No, not Coke, though that helps, I mean pop music.  No matter how late I’m running I’ll take the time to play some pop music videos on YouTube in the background to lift my spirits as I ready for a tour or class that starts the day.

Recently the 1990’s hit “Breathe Your Name” arbitrarily played as I scurried about and I’ve always liked the lead singer’s breathy voice of the group Sixpence None the Richer, named for the Shakespearean quote.  However, I wasn’t a fan of this particular song until I actually listened to the chorus:

But you are in my heart
I can feel your beat
And you move my mind
From behind the wheel
When I lose control
I can only breathe your name

I thought, as trying to apply enough deodorant as to not stink up a room in the current heat wave, “Those are really romantic lyrics.”

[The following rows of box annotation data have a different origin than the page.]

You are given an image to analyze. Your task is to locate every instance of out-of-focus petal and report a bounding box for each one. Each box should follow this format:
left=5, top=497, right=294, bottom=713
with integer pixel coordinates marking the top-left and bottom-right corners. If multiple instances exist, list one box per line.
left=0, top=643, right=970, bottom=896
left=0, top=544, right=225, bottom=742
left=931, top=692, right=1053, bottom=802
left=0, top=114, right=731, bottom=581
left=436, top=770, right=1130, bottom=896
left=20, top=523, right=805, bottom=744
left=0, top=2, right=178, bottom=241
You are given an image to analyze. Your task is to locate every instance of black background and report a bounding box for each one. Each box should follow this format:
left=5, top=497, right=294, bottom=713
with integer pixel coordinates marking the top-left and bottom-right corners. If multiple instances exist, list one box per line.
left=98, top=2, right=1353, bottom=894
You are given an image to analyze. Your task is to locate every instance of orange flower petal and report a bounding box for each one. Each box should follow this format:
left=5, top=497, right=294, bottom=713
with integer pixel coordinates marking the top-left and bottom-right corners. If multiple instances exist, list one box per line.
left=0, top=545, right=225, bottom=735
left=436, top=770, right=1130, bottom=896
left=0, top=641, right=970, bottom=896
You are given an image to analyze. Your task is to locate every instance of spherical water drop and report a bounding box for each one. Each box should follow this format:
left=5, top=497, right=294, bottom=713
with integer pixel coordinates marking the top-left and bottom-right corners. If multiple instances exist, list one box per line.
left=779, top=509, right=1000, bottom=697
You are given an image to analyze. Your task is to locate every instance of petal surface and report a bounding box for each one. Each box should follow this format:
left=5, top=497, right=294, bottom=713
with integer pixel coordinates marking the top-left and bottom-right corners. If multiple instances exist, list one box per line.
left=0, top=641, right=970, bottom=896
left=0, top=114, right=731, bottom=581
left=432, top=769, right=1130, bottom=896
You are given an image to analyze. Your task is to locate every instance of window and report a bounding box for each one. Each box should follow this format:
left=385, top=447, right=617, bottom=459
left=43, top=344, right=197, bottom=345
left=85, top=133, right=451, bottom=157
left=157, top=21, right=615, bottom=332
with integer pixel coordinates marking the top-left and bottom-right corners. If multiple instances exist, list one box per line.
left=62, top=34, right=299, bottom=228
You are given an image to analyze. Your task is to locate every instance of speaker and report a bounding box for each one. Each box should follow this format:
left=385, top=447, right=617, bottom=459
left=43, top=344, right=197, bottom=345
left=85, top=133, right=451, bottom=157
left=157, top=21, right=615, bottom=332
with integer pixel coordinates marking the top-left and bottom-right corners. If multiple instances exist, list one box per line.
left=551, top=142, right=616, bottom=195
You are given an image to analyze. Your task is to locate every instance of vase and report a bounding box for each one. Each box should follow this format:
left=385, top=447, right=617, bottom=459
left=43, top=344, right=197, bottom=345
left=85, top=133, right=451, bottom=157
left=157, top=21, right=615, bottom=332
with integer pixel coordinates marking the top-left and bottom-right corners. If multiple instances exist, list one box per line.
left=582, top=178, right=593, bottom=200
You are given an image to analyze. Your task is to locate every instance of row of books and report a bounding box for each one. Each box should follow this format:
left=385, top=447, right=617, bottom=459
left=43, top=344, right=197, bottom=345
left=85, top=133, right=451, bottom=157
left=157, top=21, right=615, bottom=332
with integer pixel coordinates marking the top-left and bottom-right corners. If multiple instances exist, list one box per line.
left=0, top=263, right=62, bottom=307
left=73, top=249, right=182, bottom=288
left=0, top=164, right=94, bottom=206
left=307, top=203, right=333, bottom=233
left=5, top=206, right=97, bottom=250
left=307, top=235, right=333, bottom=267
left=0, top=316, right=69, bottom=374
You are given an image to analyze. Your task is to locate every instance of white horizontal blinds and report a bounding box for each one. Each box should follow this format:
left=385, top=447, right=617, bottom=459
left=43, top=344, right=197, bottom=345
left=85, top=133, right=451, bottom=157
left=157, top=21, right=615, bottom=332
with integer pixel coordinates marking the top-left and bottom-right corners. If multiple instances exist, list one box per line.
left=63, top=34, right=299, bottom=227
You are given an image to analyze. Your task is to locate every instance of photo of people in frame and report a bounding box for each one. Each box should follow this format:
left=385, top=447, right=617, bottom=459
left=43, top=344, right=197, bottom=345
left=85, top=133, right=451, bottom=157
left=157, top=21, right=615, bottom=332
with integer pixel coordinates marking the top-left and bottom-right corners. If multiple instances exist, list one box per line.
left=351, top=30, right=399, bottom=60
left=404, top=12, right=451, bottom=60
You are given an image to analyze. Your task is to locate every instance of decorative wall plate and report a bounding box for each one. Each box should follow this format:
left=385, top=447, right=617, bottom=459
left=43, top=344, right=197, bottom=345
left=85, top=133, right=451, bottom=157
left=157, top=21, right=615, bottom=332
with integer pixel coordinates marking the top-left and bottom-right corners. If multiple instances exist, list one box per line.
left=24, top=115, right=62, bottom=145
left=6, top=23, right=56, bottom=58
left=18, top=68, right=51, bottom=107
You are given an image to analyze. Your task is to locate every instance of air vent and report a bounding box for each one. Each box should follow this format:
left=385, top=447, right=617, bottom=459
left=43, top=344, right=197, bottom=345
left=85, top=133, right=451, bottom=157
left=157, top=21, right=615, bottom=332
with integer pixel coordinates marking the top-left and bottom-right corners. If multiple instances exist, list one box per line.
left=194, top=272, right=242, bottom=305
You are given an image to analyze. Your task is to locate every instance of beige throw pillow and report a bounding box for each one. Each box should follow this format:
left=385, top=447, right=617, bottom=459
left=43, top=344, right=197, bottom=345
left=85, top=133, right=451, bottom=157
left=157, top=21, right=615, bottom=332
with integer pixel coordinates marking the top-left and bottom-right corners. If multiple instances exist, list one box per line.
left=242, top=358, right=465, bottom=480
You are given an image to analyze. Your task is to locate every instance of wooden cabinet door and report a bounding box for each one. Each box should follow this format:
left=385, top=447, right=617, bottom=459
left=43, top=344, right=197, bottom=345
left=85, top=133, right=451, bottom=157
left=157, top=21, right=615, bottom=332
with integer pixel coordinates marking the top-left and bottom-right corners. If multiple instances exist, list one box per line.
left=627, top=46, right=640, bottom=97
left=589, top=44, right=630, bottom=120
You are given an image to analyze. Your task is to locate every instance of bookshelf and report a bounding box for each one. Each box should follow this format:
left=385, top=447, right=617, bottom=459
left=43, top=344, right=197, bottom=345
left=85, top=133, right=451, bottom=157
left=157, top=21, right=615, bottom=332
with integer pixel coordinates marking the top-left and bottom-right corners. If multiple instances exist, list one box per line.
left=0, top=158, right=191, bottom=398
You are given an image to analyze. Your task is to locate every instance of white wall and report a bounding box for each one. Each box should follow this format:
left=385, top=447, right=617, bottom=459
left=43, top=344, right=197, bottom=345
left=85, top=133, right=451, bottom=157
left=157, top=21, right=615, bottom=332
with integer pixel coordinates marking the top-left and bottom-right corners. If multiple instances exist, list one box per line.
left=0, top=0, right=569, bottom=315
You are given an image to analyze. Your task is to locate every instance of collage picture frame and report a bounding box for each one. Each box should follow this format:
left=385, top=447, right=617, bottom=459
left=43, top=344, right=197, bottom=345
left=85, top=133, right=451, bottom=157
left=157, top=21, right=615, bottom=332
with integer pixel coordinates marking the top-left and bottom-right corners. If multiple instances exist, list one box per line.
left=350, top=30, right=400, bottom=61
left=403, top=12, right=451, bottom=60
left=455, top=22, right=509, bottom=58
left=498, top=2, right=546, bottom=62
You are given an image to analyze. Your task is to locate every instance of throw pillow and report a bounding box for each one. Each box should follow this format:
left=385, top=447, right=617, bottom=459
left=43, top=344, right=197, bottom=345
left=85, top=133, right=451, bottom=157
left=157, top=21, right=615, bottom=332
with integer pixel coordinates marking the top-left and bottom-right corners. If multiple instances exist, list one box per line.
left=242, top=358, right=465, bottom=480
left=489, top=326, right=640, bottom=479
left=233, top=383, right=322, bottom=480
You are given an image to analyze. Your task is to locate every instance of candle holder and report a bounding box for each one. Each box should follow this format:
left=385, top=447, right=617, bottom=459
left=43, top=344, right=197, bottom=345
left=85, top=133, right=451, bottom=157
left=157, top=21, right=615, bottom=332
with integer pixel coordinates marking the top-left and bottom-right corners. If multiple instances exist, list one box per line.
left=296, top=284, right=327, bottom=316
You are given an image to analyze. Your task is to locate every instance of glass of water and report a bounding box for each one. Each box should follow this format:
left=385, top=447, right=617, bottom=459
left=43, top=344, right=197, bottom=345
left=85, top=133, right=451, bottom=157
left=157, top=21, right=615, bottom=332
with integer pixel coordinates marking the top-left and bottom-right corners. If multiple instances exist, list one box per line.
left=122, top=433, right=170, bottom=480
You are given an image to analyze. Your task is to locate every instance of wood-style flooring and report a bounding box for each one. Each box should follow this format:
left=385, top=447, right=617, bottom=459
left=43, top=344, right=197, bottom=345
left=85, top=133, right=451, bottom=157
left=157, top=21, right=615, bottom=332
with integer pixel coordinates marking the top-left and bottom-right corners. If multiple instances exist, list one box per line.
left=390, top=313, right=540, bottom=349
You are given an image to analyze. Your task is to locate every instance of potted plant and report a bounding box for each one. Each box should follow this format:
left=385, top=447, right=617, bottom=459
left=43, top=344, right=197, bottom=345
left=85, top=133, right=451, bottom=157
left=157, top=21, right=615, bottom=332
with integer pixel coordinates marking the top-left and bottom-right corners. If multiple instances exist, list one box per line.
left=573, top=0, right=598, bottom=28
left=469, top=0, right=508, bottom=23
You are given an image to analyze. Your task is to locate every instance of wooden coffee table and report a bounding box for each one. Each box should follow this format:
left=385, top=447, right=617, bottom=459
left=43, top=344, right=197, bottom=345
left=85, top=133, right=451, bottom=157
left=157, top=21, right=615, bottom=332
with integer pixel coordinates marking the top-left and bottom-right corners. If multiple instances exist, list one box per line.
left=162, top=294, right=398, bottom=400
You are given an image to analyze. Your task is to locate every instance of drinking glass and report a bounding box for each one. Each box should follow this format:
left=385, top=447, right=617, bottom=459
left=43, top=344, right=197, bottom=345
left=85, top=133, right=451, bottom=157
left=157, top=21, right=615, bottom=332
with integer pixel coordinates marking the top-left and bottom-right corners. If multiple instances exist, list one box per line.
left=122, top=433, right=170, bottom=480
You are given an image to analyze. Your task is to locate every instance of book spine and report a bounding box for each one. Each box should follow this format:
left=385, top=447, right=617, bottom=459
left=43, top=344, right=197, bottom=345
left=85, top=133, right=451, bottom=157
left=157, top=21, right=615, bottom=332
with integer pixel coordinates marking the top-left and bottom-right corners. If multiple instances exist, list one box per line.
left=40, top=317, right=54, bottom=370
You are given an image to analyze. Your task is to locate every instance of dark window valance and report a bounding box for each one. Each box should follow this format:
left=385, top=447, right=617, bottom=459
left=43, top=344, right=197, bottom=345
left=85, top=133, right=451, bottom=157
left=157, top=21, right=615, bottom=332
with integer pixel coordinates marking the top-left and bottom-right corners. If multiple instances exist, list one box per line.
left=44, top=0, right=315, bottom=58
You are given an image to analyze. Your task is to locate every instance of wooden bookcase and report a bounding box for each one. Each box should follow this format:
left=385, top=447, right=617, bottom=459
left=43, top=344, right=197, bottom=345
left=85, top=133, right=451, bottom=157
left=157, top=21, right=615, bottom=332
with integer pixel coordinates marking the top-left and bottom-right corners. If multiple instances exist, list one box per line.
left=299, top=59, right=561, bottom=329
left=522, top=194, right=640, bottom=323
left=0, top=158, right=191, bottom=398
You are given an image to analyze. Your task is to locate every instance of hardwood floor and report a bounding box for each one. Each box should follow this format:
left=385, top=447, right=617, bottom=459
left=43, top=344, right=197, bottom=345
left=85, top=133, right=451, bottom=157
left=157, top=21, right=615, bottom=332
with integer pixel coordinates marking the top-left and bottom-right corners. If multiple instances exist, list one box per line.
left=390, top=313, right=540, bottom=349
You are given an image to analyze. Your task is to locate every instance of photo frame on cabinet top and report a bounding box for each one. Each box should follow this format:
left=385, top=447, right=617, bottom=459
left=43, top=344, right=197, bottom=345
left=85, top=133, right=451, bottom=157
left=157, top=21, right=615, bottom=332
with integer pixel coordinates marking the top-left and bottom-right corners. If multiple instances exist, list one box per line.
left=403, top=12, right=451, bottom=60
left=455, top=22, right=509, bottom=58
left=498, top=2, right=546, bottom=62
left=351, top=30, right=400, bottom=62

Later that day, recalling the song was a hit, I searched for interviews with the singer to see what boyfriend/husband the song was about.   Imagine my surprise to learn the song was about her relationship with God.

Early on in the song she sings about how she plans her day and makes her lists and her choices as “it’s nobody else’s but mine”.  Later in the song she changes the pronouns to realize what she does is any given day is no one choice’s but God’s.

I was shocked to realize the depth of a 90’s era pop song.  It made me learn more about another of the group’s hits called “Here She Comes Again”.  Honestly, one of simplest love songs ever as when she comes again the girl gets in his veins and all he thinks of is her.  Turns out the girl was heroin which put a new spin on the song.

I was reminded of Eric, a pal that lived in what was the Inquisitor’s Prison and a former rock musician himself.  He adore listening to the bass of a song which did nothing for me.  One day he asked what part of a song I admired most and without hesitating I replied “The words.  I like the love story of a well written song.”  He told me that made me a lyricist.

Which reminded me of Dolly Parton’sHere You Come Again” that I used in teaching English classes as the follow on to Dolly’s “Here you come again” is “and here I go”.  I’d query students on when Dolly goes, does she go back to the man, or go away from him?  You’d be amazed the cultural implication behind where you think Dolly goes.  (FYI – 99.5% of folks from the US think Dolly goes back to him.  Who knew we were so romantically inclined?)

Thank God, Sixpence and None the Richer’s “Kiss Me is still a pure love song I enjoy performing choreographies to each year around town.  I adore the song and simply don’t think I could dance to Kiss Me if it took a darker, or more profound, turn than a romantic kiss here in the heart of Mexico!